Even I, political obsessive since the age of 21, am bored with reading about Labour’s new leader (which is how he should be described, rather than the new Labour leader), so here, via Moose Allain, is an addition to my Top 10 Street Names.
Ting Tong is on Woodbury Common, near Exmouth, Devon.
Allain also passes on this from H Anthony Hildebrand, who took the best writing advice he was ever given: write what you know:
“What you know what you know what you know what you know what you know what you know what you know what you know what you know what you know what you know what you know what you know what you know what you know what you know what you know what you know what you know what you know what you know what you know what you know what you know what you know what you know what you know what you know what you know ...”
As Allain says, “ays: Truly this is the end of days.”
• This is also important: Buzzfeed makes fun of Waitrose’s Essentials range.
• Now that you have been lulled into a politics-free zone, I reviewed yesterday’s new-style Prime Minister’s Questions: we were promised strong opposition, but this wasn’t it.
Matthew d’Ancona quotes a Conservative cabinet minister: “Now we have to destroy the Labour brand.”

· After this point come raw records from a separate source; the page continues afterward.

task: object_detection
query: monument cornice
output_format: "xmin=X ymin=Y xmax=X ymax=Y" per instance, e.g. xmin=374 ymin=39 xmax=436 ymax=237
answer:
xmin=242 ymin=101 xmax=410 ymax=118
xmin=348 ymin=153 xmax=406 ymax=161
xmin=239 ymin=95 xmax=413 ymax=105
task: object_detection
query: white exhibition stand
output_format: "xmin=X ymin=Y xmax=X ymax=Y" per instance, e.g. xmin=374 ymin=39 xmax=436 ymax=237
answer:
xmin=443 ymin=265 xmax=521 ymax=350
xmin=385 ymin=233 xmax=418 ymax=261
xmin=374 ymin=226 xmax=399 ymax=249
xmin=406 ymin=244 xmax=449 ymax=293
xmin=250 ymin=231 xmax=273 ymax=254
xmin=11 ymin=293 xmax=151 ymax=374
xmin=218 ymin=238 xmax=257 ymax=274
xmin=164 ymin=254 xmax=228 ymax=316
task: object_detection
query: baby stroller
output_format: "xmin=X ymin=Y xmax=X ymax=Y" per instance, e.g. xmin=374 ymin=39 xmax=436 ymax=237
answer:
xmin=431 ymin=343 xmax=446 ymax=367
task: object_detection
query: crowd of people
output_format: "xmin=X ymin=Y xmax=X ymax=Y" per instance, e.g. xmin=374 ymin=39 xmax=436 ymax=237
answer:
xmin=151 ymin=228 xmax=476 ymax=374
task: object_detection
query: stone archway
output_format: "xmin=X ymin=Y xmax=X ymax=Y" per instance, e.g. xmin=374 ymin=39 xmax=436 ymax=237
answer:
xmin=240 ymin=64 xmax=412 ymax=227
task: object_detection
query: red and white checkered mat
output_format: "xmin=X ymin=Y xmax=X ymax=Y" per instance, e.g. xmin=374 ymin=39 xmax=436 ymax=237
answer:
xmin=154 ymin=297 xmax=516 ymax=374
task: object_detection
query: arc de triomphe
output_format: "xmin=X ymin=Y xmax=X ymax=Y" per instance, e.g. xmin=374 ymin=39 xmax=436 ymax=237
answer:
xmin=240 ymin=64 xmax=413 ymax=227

We Labour centrists made such a poor job of arguing for our policies in the leadership election that it is not good enough simply to mock. But David Aaronovitch does a good job of it in The Times today (pay wall):
“Mr Corbyn, you’re no Vladimir Lenin. The Labour leader is neither intelligent enough nor strategic enough to realise that because of all the radical things he wants to do, he needs to play the game at events such as this. Bluntly, he lacks the youth and charisma of an Alexis Tsipras to carry off being a popular leftie. He is not even Michael Foot redux. Mr Corbyn is a mediocre, barely competent radical. His light has not been hidden under a bushel these four decades. There is no light.”
But what to do about him?
“I can blame Ed Miliband. It’s fun, apart from anything else. He talked up the left while retaining an indecisive centrism. He flattered the social-media left and made them think that austerity could be defeated by a thousand Facebook ‘likes’. He suggested to activists that something very like socialism was the only way to avoid the death of the NHS and the impoverishment of millions of mostly disabled people. Then he lost, and along came his would-be successors assuring them that everything the party had been saying for half a decade was plain wrong.”
As Aaronovitch says, it is easier to criticise than to propose. He sets out some of what a centre-left programme should be, but doesn’t deal with the important question of who should propose it.
During the long, boring bits of Prime Minister’s Questions yesterday, I thought that I must find out more about Dan Jarvis, Emma Reynolds and Keir Starmer.
• There might have been a bit of politics in the Catch-Up Service, but I think I got away with it. No one will notice if I end with something else from the Magnificent Moose:
“I’d call myself claustrophobic but I can't stand being pigeon-holed.”